The Arkansas Game and Fish Commission knew it was onto something when thousands of people went on Facebook to watch a snake eat lunch.
Through its new, Virtual Nature Center, the AGFC has gone online to bring its message of outdoor recreation and education to an audience largely held captive by the coronavirus pandemic.
With people self-isolating and social distancing, and its 10 nature and education centers closed to the public because of the pandemic, the AGFC used its free time to create the center, which can be found at AGFCNatureCenter.com.
“It’s a different vehicle for spreading conservation education messaging out there,” said Spencer Griffith, AGFC marketing director.
The AGFC’s staff of wildlife educators use the virtual center to offer video segments in seven categories: Behind the Scenes, Creature Feature, Nature Craft, Outdoor Skills, Recipes, Scenic Spotlight and Story With a Critter.
Calling the concept “edutainment” Griffith noted how educators used to small group or classroom teaching are adapting and in many cases finding a larger audience online. People can learn how the Black Bear population has been reinvigorated, how to find morel mushrooms, craft an Easter egg bird feeder or learn how to make fish and chips from their favorite catch.
“For many of us technology is not really seen as an enemy,” Griffith said. “It’s seen as a vehicle for us to spread and share a conservation message and a lense for people that have some interest to maybe engage and dip their toes.”
Last month, 20,000 people clicked to watch a Facebook Live video of “Critter Crunch,” feeding time at Fort Smith’s Janet Huckabee River Valley Nature Center in which a Timber Rattler devoured a mouse.

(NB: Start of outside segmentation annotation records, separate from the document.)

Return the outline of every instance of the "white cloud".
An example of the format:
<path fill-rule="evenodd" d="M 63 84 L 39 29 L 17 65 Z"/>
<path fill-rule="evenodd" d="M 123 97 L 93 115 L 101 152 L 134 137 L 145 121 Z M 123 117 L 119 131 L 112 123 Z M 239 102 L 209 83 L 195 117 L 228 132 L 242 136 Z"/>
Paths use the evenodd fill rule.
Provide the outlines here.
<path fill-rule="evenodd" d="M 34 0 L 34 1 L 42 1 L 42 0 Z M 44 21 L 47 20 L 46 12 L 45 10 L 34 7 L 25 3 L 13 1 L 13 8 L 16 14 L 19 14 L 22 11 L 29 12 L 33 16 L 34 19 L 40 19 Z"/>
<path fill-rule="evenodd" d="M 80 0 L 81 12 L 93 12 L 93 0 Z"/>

Seeing the number of views generated by its own page and Facebook Live, the AGFC knew the Virtual Nature Center was going to have an audience.
Ordinarily, a wildlife educator at feeding time would entertain around a dozen people at a nature center, Griffth said, and maybe 50 in a classroom environment. But between the AGFC page and Facebook Live, the Fort Smith clip reached more people in a few days than it might have in a whole year.
“As educators we’re very used to that human interaction,” Griffith said. “It’s very cool to watch these educators find a new passion for something and reinvigorate the basics of how they do what they do.”
The creation of the Virtual Nature Center is a case of necessity leading to invention, with a certain amount of timing thrown in. When local schools closed, Griffith wondered what options adults would find to entertain the 75,000 kids not in class. AGFC staff discussions led to the virtual center concept.
With their own duties curtailed, the staff had time to focus on developing the center, and it was up and running in a few weeks.
Griffith said it was an idea whose time had come and the commission plans to continue the virtual center after the pandemic passes. Now, and in a pandemic-free future, it’s seen as another way to interest people in preserving and enjoying the outdoors.
“Hopefully that gets them out and about and exploring some of these areas on their own,” Griffith said.